Toll-like receptors (TLRs) are renowned for their fundamental roles in immunological surveillance and response initiation. While TLR proteins in invertebrate species, such as Drosophila, carry out functions in the immune system and in “building” the body plan in the embryo, such non-immune functions have not been thoroughly investigated in mammals. Although TLR genes have duplicated independently in these lineages, and may therefore have diverged in aspects of their functionality, limited studies have recently reported the expression of TLRs in the developing mammalian embryo (Kaul et al., 2012).
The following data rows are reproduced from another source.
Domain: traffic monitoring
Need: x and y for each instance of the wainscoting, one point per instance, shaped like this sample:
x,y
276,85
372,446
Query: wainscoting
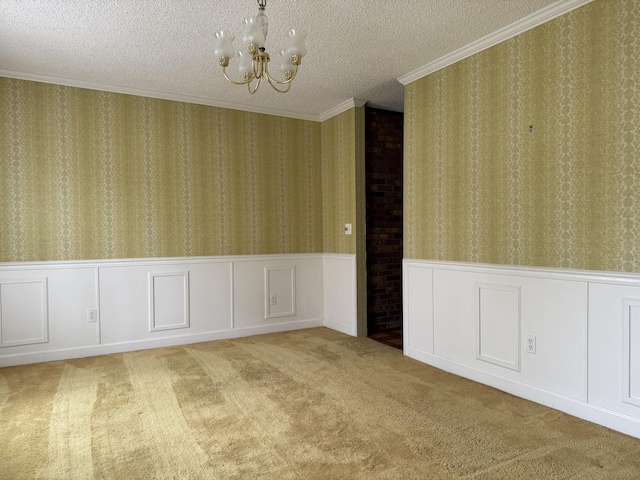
x,y
566,339
56,310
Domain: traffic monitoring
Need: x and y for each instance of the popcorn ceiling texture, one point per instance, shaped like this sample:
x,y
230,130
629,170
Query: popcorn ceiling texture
x,y
356,49
480,187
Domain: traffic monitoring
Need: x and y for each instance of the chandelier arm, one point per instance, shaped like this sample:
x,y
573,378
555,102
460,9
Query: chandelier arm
x,y
285,82
224,72
257,85
274,84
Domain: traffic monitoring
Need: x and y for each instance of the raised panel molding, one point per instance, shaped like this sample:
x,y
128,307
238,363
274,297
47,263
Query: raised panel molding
x,y
587,325
279,292
168,301
24,317
498,324
631,352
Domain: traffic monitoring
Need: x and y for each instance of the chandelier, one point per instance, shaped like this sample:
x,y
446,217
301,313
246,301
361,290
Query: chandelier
x,y
254,60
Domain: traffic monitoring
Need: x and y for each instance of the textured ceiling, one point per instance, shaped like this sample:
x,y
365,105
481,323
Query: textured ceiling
x,y
164,48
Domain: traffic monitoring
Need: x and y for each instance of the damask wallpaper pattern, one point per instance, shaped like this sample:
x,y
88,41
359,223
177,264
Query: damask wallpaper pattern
x,y
528,153
339,180
90,175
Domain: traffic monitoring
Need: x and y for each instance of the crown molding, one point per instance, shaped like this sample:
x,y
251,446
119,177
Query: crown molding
x,y
343,107
140,92
527,23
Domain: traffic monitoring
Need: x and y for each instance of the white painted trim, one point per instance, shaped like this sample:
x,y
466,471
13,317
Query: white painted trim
x,y
527,23
343,107
140,92
90,351
341,327
614,278
129,262
179,97
577,408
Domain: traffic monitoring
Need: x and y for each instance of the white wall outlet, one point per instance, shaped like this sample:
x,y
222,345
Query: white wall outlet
x,y
531,344
92,315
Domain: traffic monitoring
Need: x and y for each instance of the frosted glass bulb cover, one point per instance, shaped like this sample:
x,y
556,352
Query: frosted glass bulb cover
x,y
246,63
224,44
285,62
253,32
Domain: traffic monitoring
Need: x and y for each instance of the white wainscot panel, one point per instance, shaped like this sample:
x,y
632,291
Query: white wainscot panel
x,y
24,319
168,301
418,308
280,292
631,352
554,311
62,320
498,325
284,291
340,293
614,347
160,299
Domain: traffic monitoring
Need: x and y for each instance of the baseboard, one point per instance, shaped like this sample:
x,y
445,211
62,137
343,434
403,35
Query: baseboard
x,y
576,408
106,349
340,327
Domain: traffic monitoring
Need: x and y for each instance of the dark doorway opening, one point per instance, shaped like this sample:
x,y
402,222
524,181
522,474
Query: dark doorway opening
x,y
383,170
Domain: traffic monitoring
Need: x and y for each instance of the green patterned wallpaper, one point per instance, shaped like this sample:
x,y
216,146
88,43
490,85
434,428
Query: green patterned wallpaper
x,y
481,187
339,180
90,175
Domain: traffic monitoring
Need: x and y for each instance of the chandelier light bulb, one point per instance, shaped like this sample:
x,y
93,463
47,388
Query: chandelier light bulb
x,y
253,33
296,42
254,60
224,44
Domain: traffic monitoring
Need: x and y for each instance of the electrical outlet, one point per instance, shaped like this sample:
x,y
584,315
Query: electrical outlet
x,y
92,315
531,344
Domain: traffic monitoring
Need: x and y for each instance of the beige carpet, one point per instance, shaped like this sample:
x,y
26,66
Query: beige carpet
x,y
312,404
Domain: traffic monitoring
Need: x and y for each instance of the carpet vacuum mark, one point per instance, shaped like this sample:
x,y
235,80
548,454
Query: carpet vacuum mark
x,y
309,404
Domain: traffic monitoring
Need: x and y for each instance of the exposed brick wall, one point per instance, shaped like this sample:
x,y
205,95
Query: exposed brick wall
x,y
383,146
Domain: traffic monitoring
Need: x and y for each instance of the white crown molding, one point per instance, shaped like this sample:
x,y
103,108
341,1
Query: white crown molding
x,y
343,107
527,23
156,94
We report a systematic study of Tlr gene expression in early to mid-gestational murine embryos using whole-mount RNA in situ hybridization and 3D imaging (using Optical Project Tomography), the combination of which has allowed us to record the precise tissues and stages at which these genes become expressed. We have found that the expression of these receptors is particularly enriched within the central nervous system with many Tlrs displaying complementary expression patterns in developing neural tissues, as is the case with Tlrs -1, -5, -6, and -7 in the neural tube at embryonic day 10.5. These findings are in line with experimental data showing that Tlrs -2, -3, and -4 can influence neural progenitor cell proliferation and self-renewal (as reviewed in Barak et al., 2014). In addition to the expression data we have generated, whole-transciptome data is being mined to build a comprehensive picture of Tlr activity during embryogenesis and will aid in the building of specific hypotheses for functional testing.